The obvious difference between SIMD.jl and the rest is that your SIMD.jl code is not unrolled.
However, that may not always make a difference, especially at these sizes (r is rather long for such a simple loop, meaning this should mostly be memory bound).
On my computer, preventing LoopVectorization from unrolling didn’t really hurt its performance, for example:
julia> function lv_turbo_u1(r::Vector{UInt64}, mask::UInt64)
@turbo unroll=1 for i in 1:length(r)
r[i] = r[i] & mask
end
r
end
lv_turbo_u1 (generic function with 1 method)

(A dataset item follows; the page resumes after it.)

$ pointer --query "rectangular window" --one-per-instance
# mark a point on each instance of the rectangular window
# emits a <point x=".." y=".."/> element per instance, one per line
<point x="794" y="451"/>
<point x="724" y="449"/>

julia> @btime lv_turbo_u1($r, $mask);
752.712 ns (0 allocations: 0 bytes)
But my computer has AVX512, so making SIMD.jl use vectors of width 8 helped (I also start Julia with a flag to make @simd & co do this by default, they won’t normally):
julia> function simd_vec8(r::Vector{UInt64}, mask::UInt64)
simd_mask = SIMD.Vec{8,UInt64}(mask)
lane = SIMD.VecRange{8}(0)
@inbounds for i in 1:8:length(r)
r[i+lane] &= simd_mask
end
r
end
simd_vec8 (generic function with 1 method)
julia> @btime simd_vec8($r, $mask);
760.114 ns (0 allocations: 0 bytes)